Il consumatore percepisce la differenza del caffè Fairtrade da uno normale?

“Il consumatore percepisce se un prodotto è buono, indipendentemente dal fatto che quel caffè sia certificato Fairtrade.

Crediamo che la qualità vada in parallelo alla certificazione etica, non che siano sinonimi. Quello che si può dire però con certezza è che i piccoli produttori Fairtrade sono seguiti nel loro lavoro.

La certificazione permette loro programmi di riqualificazione e gli investimenti nell’organizzazione che li porta a lavorare di più e meglio.”

All’estero, UK e Nord soprattutto, il caffè Fairtrade è obbligatorio in molte catene e anche caffetterie private.

Perché non accade anche in Italia?

“Ci sono molte cose che in Italia non accadono ancora e cose che accadono in Italia e fuori no. Questa educazione al consumo che ci rende partecipi di uno sviluppo commerciale di altri paesi del Sud del Mondo da noi è arrivata più tardi ed è una sensibilità che si costruisce con il tempo.”

Cresceremo e diventeremo migliori anche in Italia

“Nel nostro piccolo oggi siamo riconosciuti per essere stati tra i primi a proporre caffè con il marchio Fairtrade e molti professori di scuole in visita al nostro stabilimento ci chiedono di parlarne anche agli studenti. Il cambiamento è sempre in atto.”

Secondo Fairtrade il caffè deve crescere ancora, «è una scommessa da vincere».

Lei che strategie potrebbe suggerire a Fairtrade Italia?

“Fairtrade ha fatto molto e sta facendo molto con pochi mezzi e molto impegno. Le persone che lavorano in Italia per Fairtrade sono persone capaci e impegnate.

Suggerirei forse di entrare nelle scuole e creare ancor più momenti di propaganda aperti al pubblico. Si potrebbero divulgare maggiormente i documentari che Fairtrade realizza nei paesi di origine.

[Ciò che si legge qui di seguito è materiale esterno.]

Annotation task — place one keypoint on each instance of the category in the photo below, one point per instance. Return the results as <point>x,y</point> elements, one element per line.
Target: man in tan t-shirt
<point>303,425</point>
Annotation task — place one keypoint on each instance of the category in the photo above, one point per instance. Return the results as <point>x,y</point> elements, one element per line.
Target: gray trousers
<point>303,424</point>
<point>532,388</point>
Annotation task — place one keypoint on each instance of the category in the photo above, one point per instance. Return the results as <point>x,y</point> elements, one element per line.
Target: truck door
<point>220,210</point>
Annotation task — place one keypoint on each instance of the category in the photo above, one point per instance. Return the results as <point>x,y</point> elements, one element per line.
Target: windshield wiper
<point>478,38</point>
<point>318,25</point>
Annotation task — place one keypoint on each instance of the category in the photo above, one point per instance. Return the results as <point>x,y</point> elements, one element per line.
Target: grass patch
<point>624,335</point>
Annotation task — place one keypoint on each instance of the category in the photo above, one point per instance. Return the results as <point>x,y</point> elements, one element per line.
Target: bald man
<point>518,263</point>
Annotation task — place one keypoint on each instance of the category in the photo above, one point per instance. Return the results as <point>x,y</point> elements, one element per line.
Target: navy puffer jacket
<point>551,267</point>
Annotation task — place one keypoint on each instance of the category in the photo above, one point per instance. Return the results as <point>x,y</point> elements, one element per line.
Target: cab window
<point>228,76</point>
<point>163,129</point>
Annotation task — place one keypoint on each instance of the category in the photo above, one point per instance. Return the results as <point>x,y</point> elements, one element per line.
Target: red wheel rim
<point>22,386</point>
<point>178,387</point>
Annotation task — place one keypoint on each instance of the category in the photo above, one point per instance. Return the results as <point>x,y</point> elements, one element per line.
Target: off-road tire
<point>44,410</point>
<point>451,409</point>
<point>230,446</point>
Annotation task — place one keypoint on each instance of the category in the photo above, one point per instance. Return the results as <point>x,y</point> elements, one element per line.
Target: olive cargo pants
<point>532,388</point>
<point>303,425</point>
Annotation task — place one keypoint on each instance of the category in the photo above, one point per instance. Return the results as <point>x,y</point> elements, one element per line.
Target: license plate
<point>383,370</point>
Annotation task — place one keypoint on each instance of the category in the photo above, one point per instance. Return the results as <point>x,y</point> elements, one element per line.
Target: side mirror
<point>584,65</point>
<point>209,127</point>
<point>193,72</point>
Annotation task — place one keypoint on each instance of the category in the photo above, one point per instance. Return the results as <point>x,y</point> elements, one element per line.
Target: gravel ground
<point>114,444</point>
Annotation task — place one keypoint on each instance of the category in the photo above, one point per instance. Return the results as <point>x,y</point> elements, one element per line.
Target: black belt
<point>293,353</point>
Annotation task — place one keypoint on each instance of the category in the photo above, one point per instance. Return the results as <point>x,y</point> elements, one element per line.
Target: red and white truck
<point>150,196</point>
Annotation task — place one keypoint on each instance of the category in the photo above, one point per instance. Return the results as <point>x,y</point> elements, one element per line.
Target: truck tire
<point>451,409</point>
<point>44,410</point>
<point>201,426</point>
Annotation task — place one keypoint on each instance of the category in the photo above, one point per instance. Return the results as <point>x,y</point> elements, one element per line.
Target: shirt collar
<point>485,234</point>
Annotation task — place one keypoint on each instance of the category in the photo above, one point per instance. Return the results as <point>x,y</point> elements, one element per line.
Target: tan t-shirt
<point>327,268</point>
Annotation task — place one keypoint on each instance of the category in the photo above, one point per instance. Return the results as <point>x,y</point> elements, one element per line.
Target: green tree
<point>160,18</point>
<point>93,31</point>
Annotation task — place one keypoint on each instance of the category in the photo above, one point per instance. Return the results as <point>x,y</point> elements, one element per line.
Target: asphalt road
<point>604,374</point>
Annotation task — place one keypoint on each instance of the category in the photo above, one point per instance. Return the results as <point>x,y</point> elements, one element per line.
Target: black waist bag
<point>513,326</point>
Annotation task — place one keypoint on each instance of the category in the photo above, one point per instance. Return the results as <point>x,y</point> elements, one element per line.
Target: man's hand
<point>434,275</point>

Sono racconti veri, molto belli e interessanti, che raccontano le storie dei coltivatori che sono rimasti nelle loro terre e non hanno abbandonato le terre ereditate dai genitori.

Storie di resistenza sostenute dall’aiuto di Fairtrade che ai produttori certificati garantiscono almeno il prezzo minimo per il loro caffè.

Per coprire i costi di produzione e proteggersi nei momenti in cui i prezzi di mercato vanno sotto un livello sostenibile. Un progetto che va condiviso, sempre più.”